Nome e qualifica del proponente del progetto: 
sb_p_2624012
Anno: 
2021
Abstract: 

Nowadays a vast amount of complex data, frequently unstructured, are stored and easily accessible.
It is usual to encounter complex data in many fields such as economics, finance, health, social or environmental sciences, to name but a few. One of the main issues for modern statistics is to jointly establish and implement new clustering methods for reducing and synthesize such information. Complex data cannot be fully analysed by the existing standard methodologies.
The research project aims at introducing new clustering methods involving innovative sources of information, such as text or functions.
The main objective is twofold. On the one hand, we will focus on text data. New document clustering techniques, with a fuzzy approach, will be introduced through the use of appropriate dissimilarity measures that take into account the intrinsic nature of the data. In addition, double clustering methods able to jointly partition documents and terms will be studied.
On the other hand, we will analyse functional data. First, (fuzzy) clustering methods for such data will be addressed and then we will focus on clustering in a subspace of reduced dimension to improve the classification performance.
All the proposed techniques will be implemented in (open-source) software macros/libraries to be shared so that practitioners working in the field can freely use them.

ERC: 
PE1_14
PE1_18
SH1_6
Componenti gruppo di ricerca: 
sb_cp_is_3334094
sb_cp_is_3388145
sb_cp_is_3387563
sb_cp_is_3516068
sb_cp_is_3351216
sb_cp_is_3386754
sb_cp_es_462992
sb_cp_es_462993
sb_cp_es_462994
sb_cp_es_462995
sb_cp_es_462996
sb_cp_es_462997
Innovatività: 

Advances in data collection and storage have led to an increasing amount of complex data, such as text, functional or high-dimensional data.
This has placed terms such as "data science" or "big data" into the spotlight in the past few years and has rendered statisticians/data scientists among the most demanded professionals. This area is evolving fast in many seemingly unrelated directions.

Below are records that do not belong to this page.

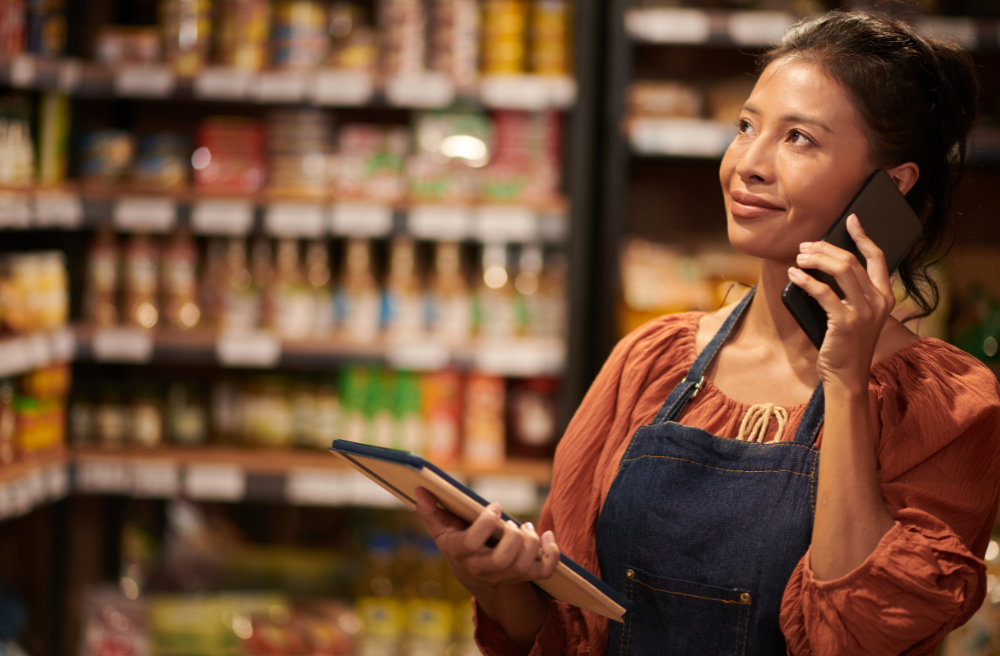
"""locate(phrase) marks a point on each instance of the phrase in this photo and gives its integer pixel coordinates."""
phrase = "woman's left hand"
(855, 322)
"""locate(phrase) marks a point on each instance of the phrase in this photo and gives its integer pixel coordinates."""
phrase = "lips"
(751, 206)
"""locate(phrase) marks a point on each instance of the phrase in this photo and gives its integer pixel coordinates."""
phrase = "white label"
(156, 479)
(283, 86)
(520, 357)
(332, 87)
(319, 488)
(680, 137)
(423, 90)
(62, 345)
(527, 92)
(666, 25)
(218, 83)
(13, 358)
(439, 222)
(758, 28)
(122, 345)
(103, 476)
(361, 219)
(144, 81)
(294, 220)
(423, 355)
(145, 214)
(15, 211)
(504, 223)
(57, 210)
(22, 71)
(515, 494)
(248, 349)
(215, 482)
(221, 216)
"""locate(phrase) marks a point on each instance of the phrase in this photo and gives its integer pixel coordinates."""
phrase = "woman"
(740, 488)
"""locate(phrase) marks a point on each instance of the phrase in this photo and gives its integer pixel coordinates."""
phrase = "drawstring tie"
(758, 419)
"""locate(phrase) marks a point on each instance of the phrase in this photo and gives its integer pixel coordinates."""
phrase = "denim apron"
(702, 532)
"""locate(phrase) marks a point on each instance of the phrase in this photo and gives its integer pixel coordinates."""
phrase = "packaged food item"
(352, 40)
(103, 263)
(230, 155)
(404, 294)
(299, 36)
(358, 300)
(106, 156)
(382, 617)
(485, 426)
(505, 31)
(449, 300)
(551, 27)
(441, 398)
(186, 26)
(180, 281)
(242, 34)
(141, 308)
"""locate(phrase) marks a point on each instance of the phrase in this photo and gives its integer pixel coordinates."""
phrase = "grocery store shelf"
(511, 357)
(40, 479)
(333, 88)
(277, 475)
(134, 210)
(677, 26)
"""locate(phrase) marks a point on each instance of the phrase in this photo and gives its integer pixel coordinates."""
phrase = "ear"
(905, 176)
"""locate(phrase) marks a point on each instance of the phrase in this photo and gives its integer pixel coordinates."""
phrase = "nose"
(756, 163)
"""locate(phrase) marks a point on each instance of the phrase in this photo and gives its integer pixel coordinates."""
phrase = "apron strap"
(691, 385)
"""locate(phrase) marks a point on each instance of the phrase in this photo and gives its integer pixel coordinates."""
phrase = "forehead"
(797, 87)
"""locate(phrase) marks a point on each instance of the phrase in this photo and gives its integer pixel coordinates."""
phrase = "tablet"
(401, 473)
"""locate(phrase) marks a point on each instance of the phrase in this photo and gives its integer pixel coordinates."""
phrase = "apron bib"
(703, 532)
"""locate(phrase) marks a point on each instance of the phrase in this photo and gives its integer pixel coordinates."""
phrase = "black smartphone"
(886, 218)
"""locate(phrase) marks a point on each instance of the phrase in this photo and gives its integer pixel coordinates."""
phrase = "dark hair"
(917, 100)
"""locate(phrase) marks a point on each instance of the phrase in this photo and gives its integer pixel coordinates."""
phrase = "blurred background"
(232, 231)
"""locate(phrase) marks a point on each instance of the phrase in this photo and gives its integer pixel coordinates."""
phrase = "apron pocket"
(670, 616)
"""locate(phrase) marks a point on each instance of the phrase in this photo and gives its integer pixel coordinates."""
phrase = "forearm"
(851, 516)
(518, 608)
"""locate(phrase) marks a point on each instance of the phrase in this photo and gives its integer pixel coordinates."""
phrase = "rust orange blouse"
(936, 412)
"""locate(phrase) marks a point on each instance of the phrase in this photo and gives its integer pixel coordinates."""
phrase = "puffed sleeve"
(652, 357)
(936, 413)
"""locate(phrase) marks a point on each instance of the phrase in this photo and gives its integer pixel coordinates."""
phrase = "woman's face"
(799, 157)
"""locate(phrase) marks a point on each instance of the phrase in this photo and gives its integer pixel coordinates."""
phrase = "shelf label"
(156, 479)
(122, 345)
(15, 211)
(103, 476)
(215, 482)
(294, 220)
(526, 92)
(145, 214)
(144, 81)
(668, 25)
(504, 223)
(319, 488)
(222, 216)
(758, 28)
(333, 87)
(22, 71)
(221, 83)
(58, 210)
(439, 222)
(280, 87)
(248, 349)
(361, 219)
(424, 90)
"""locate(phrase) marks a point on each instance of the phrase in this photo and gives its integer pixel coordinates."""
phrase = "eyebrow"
(792, 118)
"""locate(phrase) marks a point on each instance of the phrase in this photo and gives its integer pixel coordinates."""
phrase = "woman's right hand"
(482, 569)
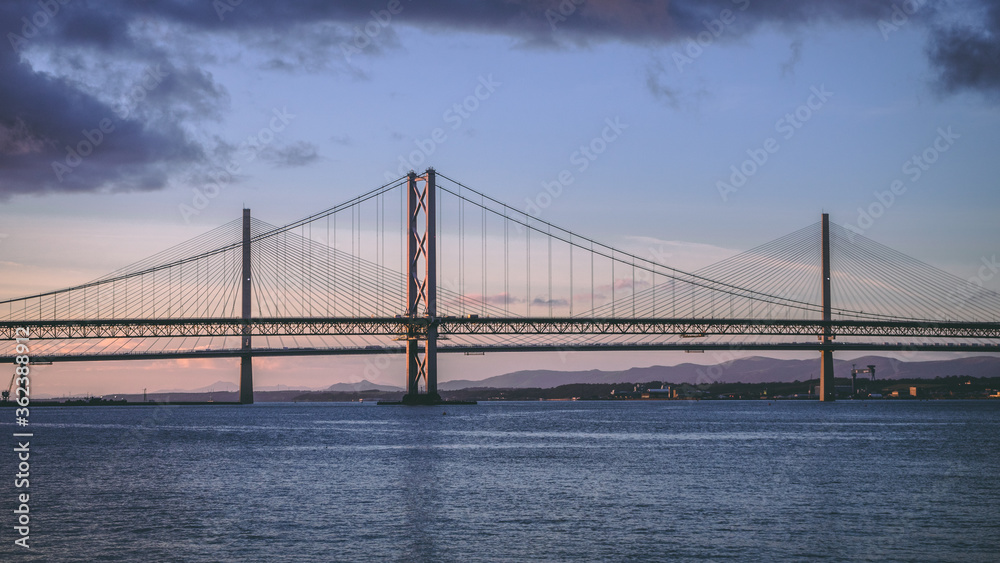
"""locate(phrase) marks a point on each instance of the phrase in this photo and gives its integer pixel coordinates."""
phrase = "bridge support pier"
(421, 290)
(246, 360)
(827, 388)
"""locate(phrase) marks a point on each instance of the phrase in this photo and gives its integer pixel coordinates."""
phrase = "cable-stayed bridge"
(426, 265)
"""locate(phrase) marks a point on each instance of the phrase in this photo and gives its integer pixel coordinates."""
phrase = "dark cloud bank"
(59, 135)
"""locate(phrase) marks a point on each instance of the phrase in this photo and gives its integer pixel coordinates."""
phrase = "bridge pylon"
(421, 290)
(827, 389)
(246, 358)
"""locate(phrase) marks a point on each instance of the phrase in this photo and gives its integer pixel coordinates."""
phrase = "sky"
(725, 124)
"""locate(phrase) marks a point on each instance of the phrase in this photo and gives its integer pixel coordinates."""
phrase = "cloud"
(290, 156)
(788, 67)
(967, 57)
(538, 301)
(66, 71)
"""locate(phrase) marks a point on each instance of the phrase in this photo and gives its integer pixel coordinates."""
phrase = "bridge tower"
(827, 390)
(246, 359)
(421, 289)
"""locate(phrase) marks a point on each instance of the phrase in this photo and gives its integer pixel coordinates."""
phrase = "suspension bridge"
(426, 265)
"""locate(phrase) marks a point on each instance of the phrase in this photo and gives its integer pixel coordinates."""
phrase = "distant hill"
(747, 370)
(363, 385)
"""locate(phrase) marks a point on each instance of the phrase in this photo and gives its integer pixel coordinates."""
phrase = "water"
(639, 481)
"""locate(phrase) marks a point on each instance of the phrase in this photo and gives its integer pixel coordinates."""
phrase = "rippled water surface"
(787, 481)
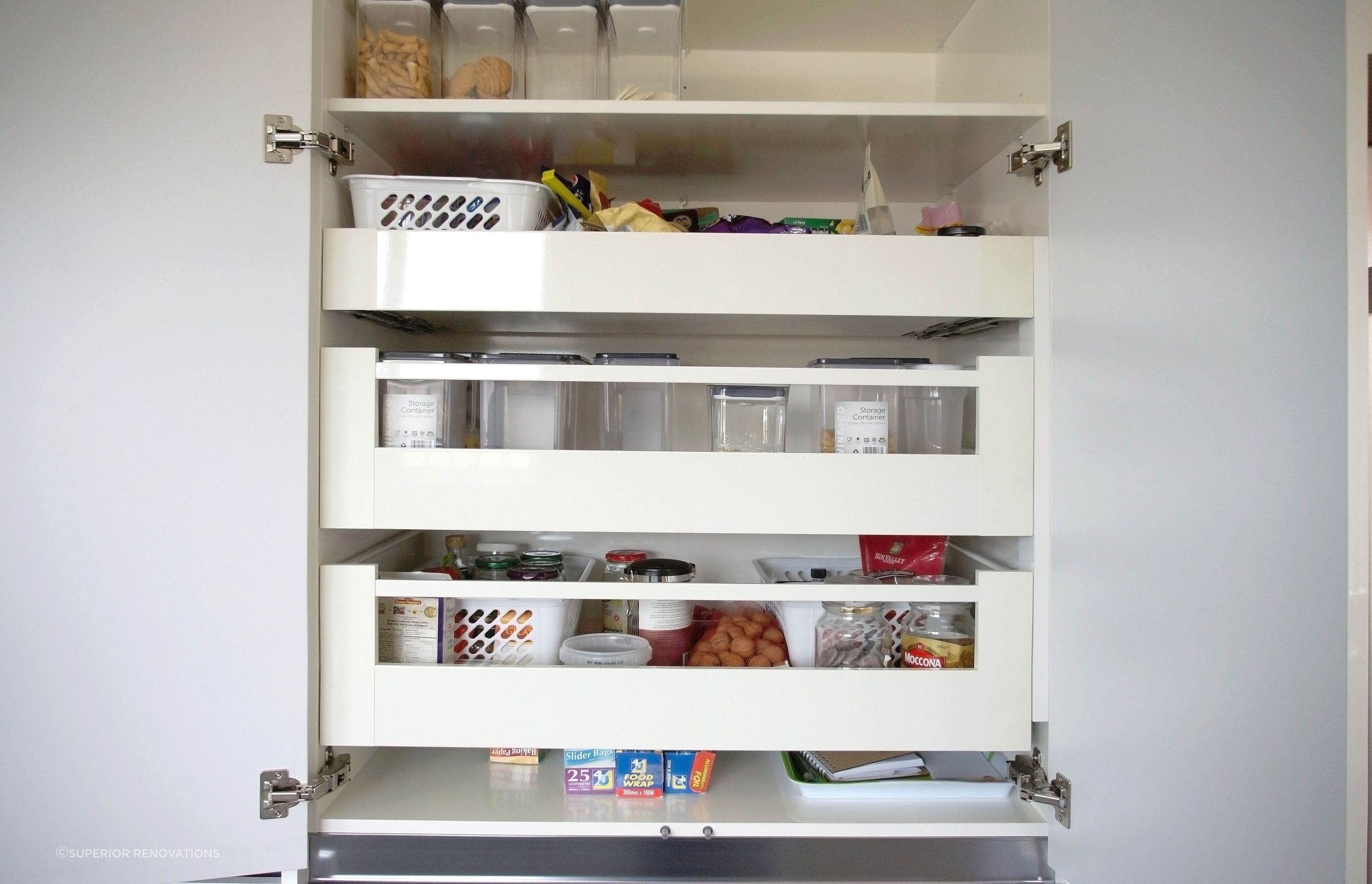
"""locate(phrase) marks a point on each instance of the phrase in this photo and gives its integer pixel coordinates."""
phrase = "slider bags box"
(638, 774)
(589, 772)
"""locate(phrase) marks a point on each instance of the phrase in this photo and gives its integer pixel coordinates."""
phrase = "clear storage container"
(748, 419)
(933, 416)
(861, 419)
(423, 413)
(482, 50)
(646, 50)
(565, 50)
(533, 415)
(395, 55)
(636, 416)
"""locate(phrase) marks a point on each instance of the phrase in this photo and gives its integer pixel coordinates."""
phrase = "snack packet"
(887, 555)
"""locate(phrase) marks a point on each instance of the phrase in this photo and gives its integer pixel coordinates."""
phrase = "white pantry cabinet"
(1153, 506)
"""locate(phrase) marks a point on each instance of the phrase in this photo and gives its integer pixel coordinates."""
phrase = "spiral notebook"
(852, 766)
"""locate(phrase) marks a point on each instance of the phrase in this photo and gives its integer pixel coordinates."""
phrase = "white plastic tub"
(605, 650)
(389, 202)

Standard clustering methods are not able to handle complex data structures involving text or functional data and cannot be directly applied.
Our research project aims at defining new (fuzzy) clustering methods for the above complex data. On the one hand, we will focus on document clustering and, on the other hand, we will face with data reduction of functional data. Besides the methodological contribution, all the acquired scientific knowledge will be made available to stakeholders and end-users through efficient, free and open-source software (mainly for the R software platform). An online repository to access the methodological developments, data and documented software will be created so that end-users can learn how to apply the results on real data and fully benefit from them.
In addition, the results will be presented at international and national conferences and will be submitted to international statistical journals with impact factor and belonging to the A-class.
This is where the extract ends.